Cultural context also comes into play with emotional issues. Some cultures consider “saving face” as of utmost importance compared to others and showing a lot of emotion exhibits a lack of self control, whereas in other cultures it is normal to show a lot of emotion.At one of my businesses, one of our bakers was a former soldier in the Vietnamese military. He barked orders at our Filipino employees and was extremely blunt towards them, although they were reserved and cared about saving face. Later, several of them came up to me to complain. They felt that the baker was attacking them personally. Unfortunately, this story does not have a happy ending. Even after numerous conversations with him about toning down his act and speaking less harshly to our Filipino employees, the atmosphere was poisoned and he had to go.Now I am much more sensitive to emotional considerations in cultural context, and I consider this whenever there are conflict issues.

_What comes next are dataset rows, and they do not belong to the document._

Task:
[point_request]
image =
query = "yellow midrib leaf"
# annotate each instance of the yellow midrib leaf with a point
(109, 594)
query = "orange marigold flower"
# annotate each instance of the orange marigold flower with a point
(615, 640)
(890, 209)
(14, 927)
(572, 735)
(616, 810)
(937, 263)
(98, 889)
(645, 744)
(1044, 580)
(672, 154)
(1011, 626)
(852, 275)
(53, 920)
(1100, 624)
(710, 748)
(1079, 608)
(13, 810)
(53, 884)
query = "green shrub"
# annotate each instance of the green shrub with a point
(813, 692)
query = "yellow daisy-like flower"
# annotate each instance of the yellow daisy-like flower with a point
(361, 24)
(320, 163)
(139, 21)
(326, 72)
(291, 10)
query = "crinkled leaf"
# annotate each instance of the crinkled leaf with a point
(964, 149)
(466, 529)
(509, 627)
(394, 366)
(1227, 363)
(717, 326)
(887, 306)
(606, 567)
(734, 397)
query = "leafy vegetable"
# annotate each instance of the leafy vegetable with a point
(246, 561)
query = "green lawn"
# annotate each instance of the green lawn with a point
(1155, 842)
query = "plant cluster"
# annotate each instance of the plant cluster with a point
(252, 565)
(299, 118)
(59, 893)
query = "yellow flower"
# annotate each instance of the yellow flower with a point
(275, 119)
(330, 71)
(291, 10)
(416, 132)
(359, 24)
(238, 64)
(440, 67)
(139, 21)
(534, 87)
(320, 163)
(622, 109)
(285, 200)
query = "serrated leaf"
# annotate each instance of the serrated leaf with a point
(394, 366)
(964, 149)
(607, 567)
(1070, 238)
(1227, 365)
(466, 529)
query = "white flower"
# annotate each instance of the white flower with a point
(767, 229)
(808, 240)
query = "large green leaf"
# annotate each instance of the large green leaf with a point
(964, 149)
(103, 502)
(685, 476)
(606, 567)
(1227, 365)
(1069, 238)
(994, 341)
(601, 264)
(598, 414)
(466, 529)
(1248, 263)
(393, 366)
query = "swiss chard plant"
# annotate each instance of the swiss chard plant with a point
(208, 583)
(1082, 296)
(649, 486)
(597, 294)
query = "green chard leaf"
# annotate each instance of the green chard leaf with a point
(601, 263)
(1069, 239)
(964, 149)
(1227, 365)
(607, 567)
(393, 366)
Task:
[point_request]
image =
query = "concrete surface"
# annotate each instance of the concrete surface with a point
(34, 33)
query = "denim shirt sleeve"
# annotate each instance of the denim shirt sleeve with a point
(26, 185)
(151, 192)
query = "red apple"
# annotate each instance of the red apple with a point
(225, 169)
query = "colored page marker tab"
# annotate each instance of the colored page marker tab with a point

3. What the Heck am I talking About? Considering Frame of Reference

Another issue in cultural communication can simply be that the background or frame of reference is totally alien and your message is not heard even within the same nationality but with different age groups and socio-economic backgrounds. This constantly happens to me, and I need to be sensitive to this. I experienced this first hand with a presentation to a group of nine year olds.

I do public speaking and stand up comedy from time to time. Due to my speech impairment, I need to address it in the beginning to set the audience at ease. I have a popular Arnold Schwarzenegger joke I usually use in the beginning that is bullet proof, as follows: “I have a hearing impairment and thought I’d let you know in case you think I’m trying to do the world’s worst Arnold Schwarzenegger impression ever.”

I tried this at a class of 9 year olds, and got no response. Several little hands shot up, and the students asked “who is Arnold Schwarzenegger?” The teacher responded that he was a “very old man” who was in politics.

In addition to being heart broken hearing the Terminator being referred to this way, I really had my eyes opened as to considering my audience’s frame of reference.